Centre Roland-Mousnier, Presses de l’université Paris-Sorbonne, 2016, 486 p.
Laurent Mercier
p. 146-149
Référence(s) :

Hélène Vu Thanh, Devenir japonais, Centre Roland-Mousnier, Presses de l’université Paris-Sorbonne, 2016, 486 p. Photographies hors texte, textes en portugais, glossaire, index des noms et des lieux, cartes, bibliographie. Préface d’Alain Tallon, professeur d’histoire moderne à l’université Paris-Sorbonne

Texte intégral

1« La mission qui a le plus fait rêver l’Occident » a suscité récemment un regain d’intérêt grâce à la version cinématographique de Silence (Martin Scorsese, 2016, d’après le roman de Shushaka Endo, 1966).

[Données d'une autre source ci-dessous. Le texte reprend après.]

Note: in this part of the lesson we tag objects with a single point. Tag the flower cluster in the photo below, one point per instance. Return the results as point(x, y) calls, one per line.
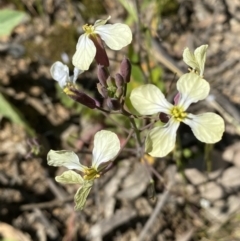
point(149, 100)
point(90, 46)
point(112, 89)
point(146, 99)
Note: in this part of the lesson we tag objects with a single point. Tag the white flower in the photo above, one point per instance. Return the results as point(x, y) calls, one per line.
point(116, 36)
point(60, 73)
point(106, 147)
point(148, 100)
point(197, 59)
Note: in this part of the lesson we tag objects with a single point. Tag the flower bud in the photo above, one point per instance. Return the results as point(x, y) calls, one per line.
point(81, 97)
point(113, 104)
point(119, 80)
point(102, 74)
point(125, 69)
point(119, 92)
point(101, 55)
point(102, 90)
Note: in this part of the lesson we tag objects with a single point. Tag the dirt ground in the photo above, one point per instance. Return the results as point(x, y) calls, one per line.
point(196, 200)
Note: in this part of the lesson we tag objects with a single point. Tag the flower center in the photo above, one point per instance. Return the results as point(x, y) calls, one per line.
point(88, 29)
point(178, 113)
point(91, 174)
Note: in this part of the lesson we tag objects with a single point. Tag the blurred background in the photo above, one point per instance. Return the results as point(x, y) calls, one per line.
point(195, 194)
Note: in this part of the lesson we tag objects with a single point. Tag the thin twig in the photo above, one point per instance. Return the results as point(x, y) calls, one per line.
point(50, 204)
point(161, 201)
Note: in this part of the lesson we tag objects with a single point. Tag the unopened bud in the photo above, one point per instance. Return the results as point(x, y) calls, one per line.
point(101, 55)
point(102, 90)
point(119, 92)
point(119, 80)
point(113, 104)
point(81, 97)
point(110, 82)
point(102, 74)
point(125, 69)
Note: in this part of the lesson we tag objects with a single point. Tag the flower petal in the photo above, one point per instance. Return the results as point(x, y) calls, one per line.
point(69, 177)
point(106, 147)
point(207, 127)
point(85, 53)
point(148, 100)
point(116, 36)
point(60, 73)
point(161, 140)
point(101, 22)
point(64, 158)
point(192, 89)
point(197, 59)
point(82, 194)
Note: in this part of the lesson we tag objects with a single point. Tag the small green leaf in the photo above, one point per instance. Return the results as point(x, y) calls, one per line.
point(82, 194)
point(9, 19)
point(9, 111)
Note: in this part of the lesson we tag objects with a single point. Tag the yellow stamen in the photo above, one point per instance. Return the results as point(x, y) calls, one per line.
point(88, 29)
point(91, 174)
point(67, 89)
point(178, 113)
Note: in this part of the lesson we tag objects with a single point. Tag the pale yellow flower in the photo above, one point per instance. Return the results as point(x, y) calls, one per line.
point(197, 59)
point(148, 100)
point(106, 147)
point(115, 36)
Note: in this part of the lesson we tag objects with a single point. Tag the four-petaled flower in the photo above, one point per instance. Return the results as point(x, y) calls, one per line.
point(197, 59)
point(116, 36)
point(148, 100)
point(106, 147)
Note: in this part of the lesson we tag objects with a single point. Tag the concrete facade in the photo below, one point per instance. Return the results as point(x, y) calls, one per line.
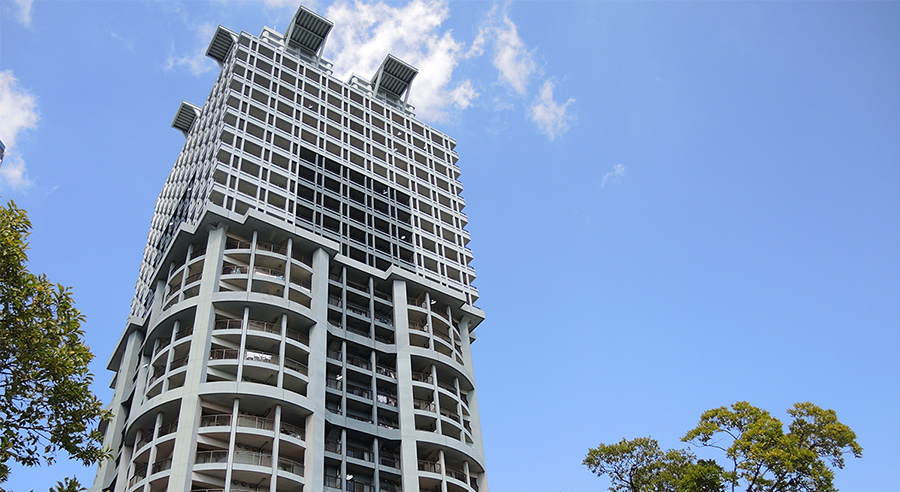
point(305, 308)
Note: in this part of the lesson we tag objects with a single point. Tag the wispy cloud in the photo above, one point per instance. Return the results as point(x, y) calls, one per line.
point(195, 62)
point(515, 64)
point(551, 117)
point(364, 33)
point(613, 176)
point(24, 11)
point(17, 114)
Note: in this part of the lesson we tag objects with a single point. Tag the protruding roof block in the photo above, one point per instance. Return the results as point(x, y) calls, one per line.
point(221, 44)
point(184, 118)
point(308, 31)
point(393, 77)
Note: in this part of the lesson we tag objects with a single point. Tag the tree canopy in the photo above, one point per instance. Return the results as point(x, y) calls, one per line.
point(761, 455)
point(46, 404)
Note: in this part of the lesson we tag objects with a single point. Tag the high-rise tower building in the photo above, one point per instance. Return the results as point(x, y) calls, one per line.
point(304, 312)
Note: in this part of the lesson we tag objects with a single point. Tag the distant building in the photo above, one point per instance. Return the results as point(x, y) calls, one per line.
point(305, 307)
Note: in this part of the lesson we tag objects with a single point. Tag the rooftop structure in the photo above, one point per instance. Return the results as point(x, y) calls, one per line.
point(305, 307)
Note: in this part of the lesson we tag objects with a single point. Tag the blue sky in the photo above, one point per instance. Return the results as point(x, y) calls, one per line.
point(674, 205)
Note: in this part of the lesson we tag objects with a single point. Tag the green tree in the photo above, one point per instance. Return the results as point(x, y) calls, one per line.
point(762, 456)
point(46, 404)
point(639, 465)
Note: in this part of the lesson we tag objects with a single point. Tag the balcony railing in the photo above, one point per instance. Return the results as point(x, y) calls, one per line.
point(301, 258)
point(387, 399)
point(223, 354)
point(179, 362)
point(430, 466)
point(161, 465)
point(184, 332)
point(450, 415)
point(389, 459)
point(420, 303)
point(290, 466)
point(293, 431)
point(235, 270)
point(423, 377)
point(359, 453)
point(234, 243)
point(358, 286)
point(272, 248)
point(457, 474)
point(418, 326)
point(359, 362)
point(359, 391)
point(169, 428)
point(423, 405)
point(268, 272)
point(357, 309)
point(447, 386)
point(333, 446)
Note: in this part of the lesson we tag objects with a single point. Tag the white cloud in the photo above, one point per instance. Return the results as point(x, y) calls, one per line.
point(551, 118)
point(615, 176)
point(511, 58)
point(24, 11)
point(364, 33)
point(17, 113)
point(197, 62)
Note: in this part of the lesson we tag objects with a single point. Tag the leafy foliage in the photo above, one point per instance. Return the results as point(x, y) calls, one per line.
point(640, 465)
point(46, 404)
point(762, 457)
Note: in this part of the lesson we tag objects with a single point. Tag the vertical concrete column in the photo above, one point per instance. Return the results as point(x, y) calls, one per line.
point(436, 397)
point(443, 469)
point(232, 438)
point(153, 452)
point(276, 450)
point(314, 458)
point(408, 454)
point(170, 354)
point(473, 399)
point(113, 437)
point(185, 451)
point(242, 347)
point(252, 264)
point(288, 264)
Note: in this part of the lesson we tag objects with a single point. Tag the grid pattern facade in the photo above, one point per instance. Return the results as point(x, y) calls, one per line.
point(304, 311)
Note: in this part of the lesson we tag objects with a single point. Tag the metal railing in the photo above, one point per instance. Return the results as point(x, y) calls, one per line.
point(358, 362)
point(359, 453)
point(456, 473)
point(179, 362)
point(161, 465)
point(418, 326)
point(223, 354)
point(423, 377)
point(184, 332)
point(423, 405)
point(386, 371)
point(333, 446)
point(430, 466)
point(359, 391)
point(293, 431)
point(387, 399)
point(290, 466)
point(235, 270)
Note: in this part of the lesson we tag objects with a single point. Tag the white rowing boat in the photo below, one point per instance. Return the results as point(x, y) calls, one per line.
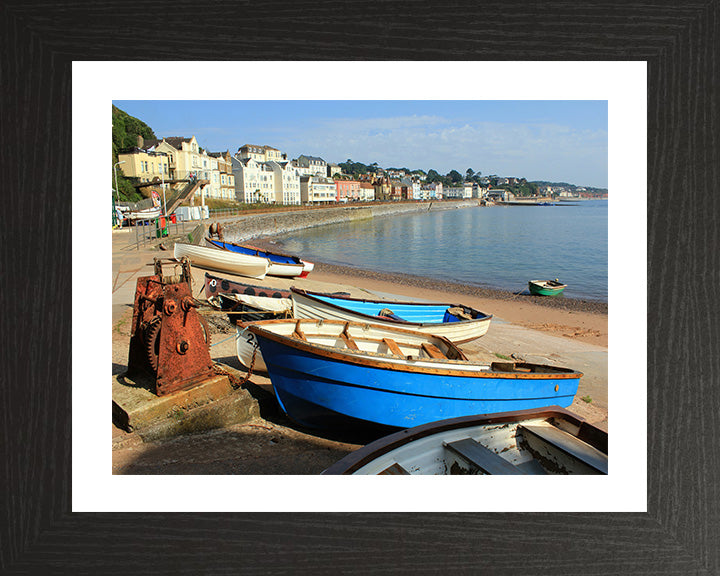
point(223, 260)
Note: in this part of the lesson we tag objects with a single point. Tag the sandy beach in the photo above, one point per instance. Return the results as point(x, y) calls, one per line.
point(562, 331)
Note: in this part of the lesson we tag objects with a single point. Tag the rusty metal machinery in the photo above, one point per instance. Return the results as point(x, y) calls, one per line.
point(169, 339)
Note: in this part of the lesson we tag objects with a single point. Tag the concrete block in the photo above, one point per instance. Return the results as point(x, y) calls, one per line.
point(213, 404)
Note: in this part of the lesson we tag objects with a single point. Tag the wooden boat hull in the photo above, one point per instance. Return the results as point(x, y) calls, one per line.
point(329, 385)
point(216, 285)
point(280, 265)
point(429, 318)
point(223, 260)
point(547, 441)
point(148, 214)
point(541, 288)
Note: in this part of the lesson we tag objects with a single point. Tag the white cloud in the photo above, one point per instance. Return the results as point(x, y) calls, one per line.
point(535, 151)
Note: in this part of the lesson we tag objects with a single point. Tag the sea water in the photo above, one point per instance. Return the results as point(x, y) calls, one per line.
point(496, 246)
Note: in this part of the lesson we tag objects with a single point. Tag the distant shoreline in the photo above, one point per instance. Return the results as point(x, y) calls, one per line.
point(559, 303)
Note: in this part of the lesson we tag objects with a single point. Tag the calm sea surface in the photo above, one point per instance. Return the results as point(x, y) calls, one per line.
point(497, 247)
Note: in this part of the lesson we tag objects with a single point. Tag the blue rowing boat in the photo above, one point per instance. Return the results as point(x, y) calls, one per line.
point(330, 374)
point(456, 322)
point(280, 264)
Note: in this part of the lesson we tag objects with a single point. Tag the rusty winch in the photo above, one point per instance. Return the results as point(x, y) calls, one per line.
point(169, 338)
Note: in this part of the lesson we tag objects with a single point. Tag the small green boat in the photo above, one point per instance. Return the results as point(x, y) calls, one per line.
point(546, 287)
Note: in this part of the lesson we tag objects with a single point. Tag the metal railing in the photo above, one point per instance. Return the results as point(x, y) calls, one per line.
point(149, 231)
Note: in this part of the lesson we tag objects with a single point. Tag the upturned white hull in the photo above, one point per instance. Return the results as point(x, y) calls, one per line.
point(457, 332)
point(223, 260)
point(285, 270)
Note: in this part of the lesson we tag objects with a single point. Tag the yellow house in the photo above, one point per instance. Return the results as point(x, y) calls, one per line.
point(144, 165)
point(260, 153)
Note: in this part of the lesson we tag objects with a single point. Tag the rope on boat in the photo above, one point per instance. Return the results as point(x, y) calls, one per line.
point(221, 341)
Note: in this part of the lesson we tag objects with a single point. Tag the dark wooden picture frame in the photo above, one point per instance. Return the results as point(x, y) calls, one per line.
point(681, 530)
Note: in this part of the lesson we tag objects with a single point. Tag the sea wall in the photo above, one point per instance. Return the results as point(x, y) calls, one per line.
point(241, 228)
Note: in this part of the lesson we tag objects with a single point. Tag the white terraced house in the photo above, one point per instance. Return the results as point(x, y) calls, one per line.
point(286, 182)
point(254, 181)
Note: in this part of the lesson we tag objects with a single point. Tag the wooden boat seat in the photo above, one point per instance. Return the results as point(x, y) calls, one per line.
point(392, 346)
point(433, 351)
point(486, 460)
point(349, 342)
point(570, 445)
point(298, 333)
point(394, 470)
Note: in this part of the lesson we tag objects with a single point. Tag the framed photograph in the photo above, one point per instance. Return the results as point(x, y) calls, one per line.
point(63, 518)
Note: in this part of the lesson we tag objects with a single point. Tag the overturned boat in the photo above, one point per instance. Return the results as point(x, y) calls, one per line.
point(547, 441)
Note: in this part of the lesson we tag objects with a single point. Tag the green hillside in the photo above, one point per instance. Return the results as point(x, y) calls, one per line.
point(126, 129)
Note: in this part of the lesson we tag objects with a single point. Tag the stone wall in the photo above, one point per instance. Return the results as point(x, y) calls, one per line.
point(242, 228)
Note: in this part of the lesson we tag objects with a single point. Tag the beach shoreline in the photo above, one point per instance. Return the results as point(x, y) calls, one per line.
point(585, 320)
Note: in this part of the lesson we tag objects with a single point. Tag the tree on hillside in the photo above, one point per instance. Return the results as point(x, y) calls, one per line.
point(125, 130)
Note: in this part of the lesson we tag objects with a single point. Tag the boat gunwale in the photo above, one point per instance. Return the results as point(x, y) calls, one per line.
point(314, 297)
point(210, 277)
point(372, 451)
point(390, 363)
point(544, 285)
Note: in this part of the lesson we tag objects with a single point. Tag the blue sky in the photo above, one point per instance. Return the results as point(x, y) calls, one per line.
point(539, 140)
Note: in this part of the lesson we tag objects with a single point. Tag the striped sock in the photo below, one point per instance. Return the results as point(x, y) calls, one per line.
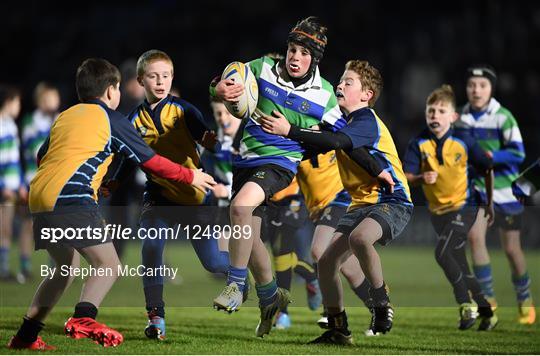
point(4, 260)
point(238, 276)
point(484, 277)
point(267, 293)
point(521, 286)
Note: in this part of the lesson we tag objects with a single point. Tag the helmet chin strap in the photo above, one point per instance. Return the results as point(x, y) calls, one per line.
point(309, 74)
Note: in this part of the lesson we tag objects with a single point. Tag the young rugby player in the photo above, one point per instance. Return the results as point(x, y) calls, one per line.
point(438, 159)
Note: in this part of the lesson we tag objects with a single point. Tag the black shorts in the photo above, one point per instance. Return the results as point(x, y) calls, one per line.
point(157, 207)
point(392, 217)
point(330, 215)
point(270, 177)
point(509, 222)
point(80, 228)
point(459, 221)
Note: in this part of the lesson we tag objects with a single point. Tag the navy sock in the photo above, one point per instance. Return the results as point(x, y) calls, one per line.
point(267, 293)
point(85, 310)
point(238, 276)
point(29, 330)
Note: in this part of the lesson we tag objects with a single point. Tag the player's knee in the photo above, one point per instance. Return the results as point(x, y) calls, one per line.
point(327, 264)
point(316, 253)
point(512, 250)
point(360, 241)
point(153, 247)
point(441, 254)
point(239, 210)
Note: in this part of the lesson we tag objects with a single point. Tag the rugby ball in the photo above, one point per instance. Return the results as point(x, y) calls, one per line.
point(247, 103)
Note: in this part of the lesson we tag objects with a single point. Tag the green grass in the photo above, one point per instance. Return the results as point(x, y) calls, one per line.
point(425, 321)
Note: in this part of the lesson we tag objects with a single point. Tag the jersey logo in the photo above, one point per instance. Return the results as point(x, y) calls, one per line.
point(304, 107)
point(272, 92)
point(458, 220)
point(142, 130)
point(326, 215)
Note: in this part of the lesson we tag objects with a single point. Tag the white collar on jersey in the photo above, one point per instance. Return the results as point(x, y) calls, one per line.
point(314, 83)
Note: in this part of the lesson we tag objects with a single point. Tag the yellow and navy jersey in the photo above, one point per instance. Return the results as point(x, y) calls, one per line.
point(320, 182)
point(77, 153)
point(450, 156)
point(366, 129)
point(171, 130)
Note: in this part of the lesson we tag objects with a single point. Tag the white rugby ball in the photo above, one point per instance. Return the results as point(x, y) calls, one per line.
point(247, 103)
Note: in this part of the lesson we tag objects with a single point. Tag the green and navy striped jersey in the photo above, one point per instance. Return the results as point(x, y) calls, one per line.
point(10, 165)
point(35, 129)
point(496, 130)
point(311, 103)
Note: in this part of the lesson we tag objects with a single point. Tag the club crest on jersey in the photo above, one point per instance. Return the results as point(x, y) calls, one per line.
point(458, 220)
point(327, 214)
point(142, 130)
point(259, 174)
point(304, 107)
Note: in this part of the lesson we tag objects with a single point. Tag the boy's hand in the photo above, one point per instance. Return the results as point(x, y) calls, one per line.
point(228, 90)
point(386, 179)
point(220, 191)
point(490, 214)
point(430, 177)
point(8, 195)
point(202, 180)
point(209, 140)
point(108, 187)
point(276, 124)
point(23, 195)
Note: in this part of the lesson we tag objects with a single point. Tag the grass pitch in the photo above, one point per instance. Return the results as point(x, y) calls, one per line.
point(425, 321)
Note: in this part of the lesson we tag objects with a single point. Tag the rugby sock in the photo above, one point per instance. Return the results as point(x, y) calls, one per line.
point(379, 295)
point(267, 293)
point(284, 265)
point(154, 299)
point(306, 271)
point(362, 291)
point(159, 311)
point(472, 283)
point(85, 310)
point(25, 263)
point(484, 277)
point(339, 321)
point(284, 269)
point(29, 330)
point(447, 257)
point(238, 276)
point(4, 261)
point(521, 286)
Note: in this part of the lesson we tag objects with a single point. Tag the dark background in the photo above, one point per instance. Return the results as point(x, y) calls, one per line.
point(417, 46)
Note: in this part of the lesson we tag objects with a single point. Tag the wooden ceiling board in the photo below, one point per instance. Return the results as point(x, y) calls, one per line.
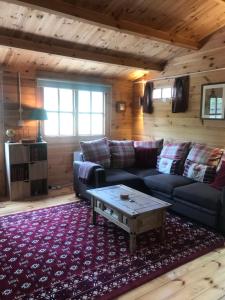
point(30, 61)
point(181, 16)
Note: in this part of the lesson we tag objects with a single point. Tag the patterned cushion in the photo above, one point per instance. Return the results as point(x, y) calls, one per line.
point(122, 154)
point(167, 166)
point(97, 151)
point(199, 172)
point(205, 155)
point(174, 150)
point(146, 157)
point(149, 144)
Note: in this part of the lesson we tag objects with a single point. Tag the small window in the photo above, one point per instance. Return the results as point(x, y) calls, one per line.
point(157, 94)
point(162, 93)
point(64, 120)
point(166, 93)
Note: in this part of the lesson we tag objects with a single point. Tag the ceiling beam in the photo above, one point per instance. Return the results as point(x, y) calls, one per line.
point(71, 50)
point(73, 11)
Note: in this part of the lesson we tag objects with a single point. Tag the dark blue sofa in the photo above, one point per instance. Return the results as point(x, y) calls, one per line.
point(198, 201)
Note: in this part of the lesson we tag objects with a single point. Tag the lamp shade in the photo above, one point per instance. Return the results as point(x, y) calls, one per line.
point(38, 114)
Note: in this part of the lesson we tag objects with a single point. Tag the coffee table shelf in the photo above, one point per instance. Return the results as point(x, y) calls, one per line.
point(140, 213)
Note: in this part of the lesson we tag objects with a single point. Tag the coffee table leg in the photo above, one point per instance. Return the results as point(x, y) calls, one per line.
point(162, 231)
point(132, 242)
point(93, 213)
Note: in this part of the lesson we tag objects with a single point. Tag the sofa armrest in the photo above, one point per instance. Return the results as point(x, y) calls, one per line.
point(78, 156)
point(97, 180)
point(222, 212)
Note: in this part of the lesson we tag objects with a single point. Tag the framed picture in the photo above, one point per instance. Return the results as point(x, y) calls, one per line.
point(213, 101)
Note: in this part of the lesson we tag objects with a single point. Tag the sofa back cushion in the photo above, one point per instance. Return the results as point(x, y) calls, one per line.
point(205, 155)
point(149, 144)
point(219, 181)
point(199, 172)
point(122, 154)
point(171, 158)
point(96, 151)
point(146, 157)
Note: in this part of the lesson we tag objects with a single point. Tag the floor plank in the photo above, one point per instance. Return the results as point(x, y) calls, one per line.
point(200, 279)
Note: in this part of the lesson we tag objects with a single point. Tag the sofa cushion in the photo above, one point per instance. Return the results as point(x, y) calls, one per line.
point(219, 182)
point(149, 144)
point(201, 194)
point(143, 172)
point(96, 151)
point(166, 183)
point(118, 176)
point(167, 165)
point(146, 157)
point(205, 155)
point(199, 172)
point(172, 157)
point(122, 154)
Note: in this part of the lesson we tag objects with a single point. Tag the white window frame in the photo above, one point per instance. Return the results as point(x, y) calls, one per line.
point(106, 98)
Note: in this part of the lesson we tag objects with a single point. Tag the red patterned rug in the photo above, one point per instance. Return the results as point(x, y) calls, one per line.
point(55, 253)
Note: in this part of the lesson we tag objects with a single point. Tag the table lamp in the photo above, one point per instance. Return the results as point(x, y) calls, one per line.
point(39, 114)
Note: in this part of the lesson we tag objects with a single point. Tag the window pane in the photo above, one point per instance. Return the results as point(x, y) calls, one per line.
point(84, 121)
point(97, 124)
point(84, 103)
point(51, 99)
point(66, 100)
point(156, 94)
point(52, 124)
point(166, 93)
point(66, 123)
point(97, 102)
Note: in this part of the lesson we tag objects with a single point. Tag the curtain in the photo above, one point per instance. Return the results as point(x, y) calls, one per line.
point(180, 94)
point(147, 98)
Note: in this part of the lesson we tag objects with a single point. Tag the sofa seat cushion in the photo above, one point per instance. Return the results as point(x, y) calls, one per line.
point(166, 182)
point(141, 172)
point(119, 176)
point(201, 194)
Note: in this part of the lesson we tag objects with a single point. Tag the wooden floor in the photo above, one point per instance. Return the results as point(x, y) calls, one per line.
point(201, 279)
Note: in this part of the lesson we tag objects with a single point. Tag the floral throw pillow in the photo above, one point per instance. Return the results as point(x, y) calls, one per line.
point(199, 172)
point(96, 151)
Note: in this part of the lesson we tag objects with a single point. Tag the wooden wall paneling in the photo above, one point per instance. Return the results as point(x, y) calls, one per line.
point(180, 126)
point(60, 150)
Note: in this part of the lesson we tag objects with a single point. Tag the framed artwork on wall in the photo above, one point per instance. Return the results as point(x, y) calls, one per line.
point(213, 101)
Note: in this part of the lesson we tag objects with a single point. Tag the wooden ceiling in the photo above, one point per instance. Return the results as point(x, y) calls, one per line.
point(118, 38)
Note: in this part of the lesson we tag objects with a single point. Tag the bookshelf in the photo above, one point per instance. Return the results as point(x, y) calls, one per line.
point(26, 169)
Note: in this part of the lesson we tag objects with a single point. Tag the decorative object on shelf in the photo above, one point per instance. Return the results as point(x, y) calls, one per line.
point(180, 94)
point(39, 114)
point(10, 133)
point(27, 141)
point(146, 100)
point(213, 101)
point(120, 106)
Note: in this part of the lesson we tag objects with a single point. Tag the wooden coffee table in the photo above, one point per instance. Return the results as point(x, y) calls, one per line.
point(138, 214)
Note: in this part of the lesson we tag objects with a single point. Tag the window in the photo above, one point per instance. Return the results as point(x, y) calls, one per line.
point(74, 112)
point(162, 93)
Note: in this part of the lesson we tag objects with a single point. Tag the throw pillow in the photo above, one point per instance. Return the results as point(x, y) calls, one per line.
point(219, 181)
point(122, 154)
point(149, 144)
point(96, 151)
point(146, 157)
point(172, 157)
point(167, 166)
point(199, 172)
point(205, 155)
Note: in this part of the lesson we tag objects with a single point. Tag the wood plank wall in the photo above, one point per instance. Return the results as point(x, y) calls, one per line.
point(60, 150)
point(180, 126)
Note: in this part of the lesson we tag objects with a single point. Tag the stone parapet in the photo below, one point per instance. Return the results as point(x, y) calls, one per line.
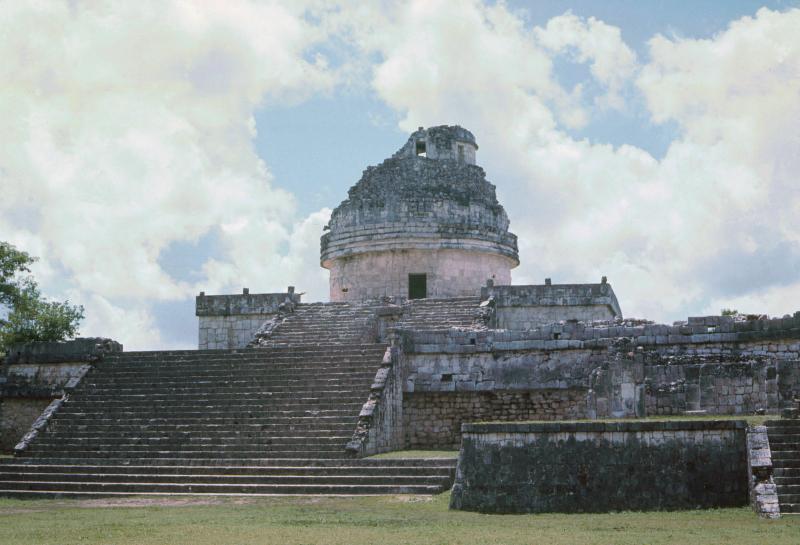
point(601, 466)
point(243, 304)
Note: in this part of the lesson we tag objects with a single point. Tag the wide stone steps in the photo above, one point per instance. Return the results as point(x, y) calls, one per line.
point(62, 477)
point(150, 477)
point(100, 488)
point(261, 421)
point(267, 467)
point(310, 428)
point(223, 452)
point(198, 415)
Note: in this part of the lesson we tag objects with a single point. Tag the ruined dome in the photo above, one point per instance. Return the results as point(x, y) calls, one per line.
point(427, 210)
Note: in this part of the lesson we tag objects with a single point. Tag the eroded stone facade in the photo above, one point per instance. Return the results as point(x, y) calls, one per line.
point(426, 210)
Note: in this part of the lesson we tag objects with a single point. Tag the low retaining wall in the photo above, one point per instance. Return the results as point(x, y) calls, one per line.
point(434, 419)
point(601, 466)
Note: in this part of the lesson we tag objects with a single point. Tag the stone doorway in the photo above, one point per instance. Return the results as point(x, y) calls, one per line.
point(417, 286)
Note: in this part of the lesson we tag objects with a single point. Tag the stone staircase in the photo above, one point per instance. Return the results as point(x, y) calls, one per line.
point(438, 314)
point(253, 421)
point(784, 442)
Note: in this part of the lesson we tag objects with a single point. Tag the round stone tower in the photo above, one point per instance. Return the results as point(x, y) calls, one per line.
point(424, 223)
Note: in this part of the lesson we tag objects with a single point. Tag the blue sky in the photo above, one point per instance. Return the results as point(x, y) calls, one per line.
point(201, 146)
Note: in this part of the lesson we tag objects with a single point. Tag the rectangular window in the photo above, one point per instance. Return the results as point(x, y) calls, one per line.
point(417, 286)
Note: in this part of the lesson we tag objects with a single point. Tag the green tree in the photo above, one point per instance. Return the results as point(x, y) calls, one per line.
point(28, 315)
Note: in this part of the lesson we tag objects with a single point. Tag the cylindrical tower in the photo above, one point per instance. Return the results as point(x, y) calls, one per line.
point(424, 223)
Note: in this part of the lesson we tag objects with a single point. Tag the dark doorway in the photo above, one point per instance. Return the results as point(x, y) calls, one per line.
point(417, 286)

Un ouvrage vient à point en renouveler l’historiographie : Devenir japonais, issu de la thèse d’Hélène Vu Thanh, (maître de conférences à l’université de Bretagne-Sud), tente de problématiser cette rencontre entre christianisme et Japon selon le paradigme de l’« accommodation », pratique qui consiste à « interpréter un texte ou une doctrine présumée divine à l’aune des circonstances nouvelles (p. 12) ».

  • 1 Préface d’Alain Tallon p. 8.
  • 2 Romain Bertrand, L’Histoire à parts égales. Récit d’une rencontre Orient-Occident, xvie-xviie siècl (...)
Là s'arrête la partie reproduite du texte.